I've heard of one caught out of there, but never seen one in real life so... I couldn't tell ya if there's a difference or not. Never seen one.


----------



## Burks (Jun 22, 2011)

We had another good night.

I landed a 44", 22lb slender muskie. He hit my Fire Tiger jerkbait like a freight train. I'm also loving my larger spinning rod/reel combo from Dicks ($45 Daiwa combo on sale for $20) with 65lb braided line. The braided line is a bit "different" to fish with, but I'm getting used to it. I have more confidence in moving the fish around to land it, where before with my light action rod/reel it was more of "hoping" they didn't do something goofy.

We had multiple fish on but they threw the hook, one of which hit the bait so hard he came completely out of the water (we estimate a low 40's). Another which hit the bait and immediately broke the line (that'll teach people to not use a heavy leader!). 

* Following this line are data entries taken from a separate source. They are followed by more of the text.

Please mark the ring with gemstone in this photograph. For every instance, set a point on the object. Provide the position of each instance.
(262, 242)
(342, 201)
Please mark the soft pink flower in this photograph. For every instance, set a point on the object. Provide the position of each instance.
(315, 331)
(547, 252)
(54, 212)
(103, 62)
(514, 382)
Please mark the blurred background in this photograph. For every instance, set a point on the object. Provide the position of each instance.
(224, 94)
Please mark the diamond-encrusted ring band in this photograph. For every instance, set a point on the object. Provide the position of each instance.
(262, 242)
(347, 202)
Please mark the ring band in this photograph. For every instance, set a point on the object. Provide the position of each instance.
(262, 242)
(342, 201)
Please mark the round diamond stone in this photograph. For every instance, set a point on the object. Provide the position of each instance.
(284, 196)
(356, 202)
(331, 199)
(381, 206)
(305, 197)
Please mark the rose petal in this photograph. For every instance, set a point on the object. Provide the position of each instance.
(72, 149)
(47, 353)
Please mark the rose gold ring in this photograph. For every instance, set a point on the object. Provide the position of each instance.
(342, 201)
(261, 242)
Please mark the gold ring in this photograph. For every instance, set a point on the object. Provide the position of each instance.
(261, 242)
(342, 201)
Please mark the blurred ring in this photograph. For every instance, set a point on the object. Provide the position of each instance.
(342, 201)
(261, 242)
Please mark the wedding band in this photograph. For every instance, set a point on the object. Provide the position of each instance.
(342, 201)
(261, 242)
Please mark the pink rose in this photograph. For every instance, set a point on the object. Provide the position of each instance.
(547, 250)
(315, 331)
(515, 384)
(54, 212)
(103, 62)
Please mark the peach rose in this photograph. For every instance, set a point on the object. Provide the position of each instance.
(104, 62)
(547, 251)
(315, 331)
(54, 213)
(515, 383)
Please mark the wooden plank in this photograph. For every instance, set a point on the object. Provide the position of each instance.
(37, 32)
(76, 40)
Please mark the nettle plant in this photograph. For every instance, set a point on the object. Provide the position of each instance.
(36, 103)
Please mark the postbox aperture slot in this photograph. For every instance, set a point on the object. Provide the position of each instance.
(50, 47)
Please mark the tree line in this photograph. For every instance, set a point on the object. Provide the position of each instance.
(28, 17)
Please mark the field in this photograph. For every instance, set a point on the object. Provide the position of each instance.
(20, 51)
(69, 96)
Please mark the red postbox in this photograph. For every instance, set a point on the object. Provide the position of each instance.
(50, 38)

I can't wait until next year when we have a boat to hit the open water of Clear Fork.......and a new assortment of homemade lures.


----------



## Michael Parsons (Jul 8, 2011)

Yeah. Never used braided line... But i heard it's good. Heavier line is probably a better choice for muskie anyways because they fight so hard. Even a small muskie (about 10" to 15") could easily break line that's around 20 to 30 pound test. They're good fighters from what i hear. And... If you get the boat, Good luck! Hope you catch some bigger ones than the 44" you had mentioned!


----------



## Excal (Jul 3, 2011)

Are you allowed to night fish at Clearfork from the shore?I thought I seen a sign where it said no one after dark or something like that.I really want to try it if I can....
Hopefully someone can answer this quick cause I was gonna go at 7 tonight and fish till 11 if it is legal to do so.


----------



## Burks (Jun 22, 2011)

I *think* the picnic areas you cannot. There are a lot of spots that you can just park on the side of the road and walk to a fishing spot. We've had the warden come out a few times and just chit chat with us, so I'm just assuming it's the picnic areas.


----------



## mossboss (Aug 3, 2005)

Whats the boat traffic like on a weekend? Crazy like alum or a little more laid back?


----------



## Michael Parsons (Jul 8, 2011)

I don't fish at Clearfork a lot but usually it's pretty moderate. It's not loaded but there's always boats out.


----------



## Michael Parsons (Jul 8, 2011)

Yeah. Picnic Areas lock up at around 7 or 8.


----------



## Excal (Jul 3, 2011)

Ya you are right.Closed at dark,only the picnic areas.
We didn't catch squat the other day there...Well we did catch weeds alot.
It seemed they were everywhere we casted.Even the weedless lures had a really rough time.


----------



## JamesT (Jul 22, 2005)

Very impressive on those shore muskie! Good luck finding some more.


----------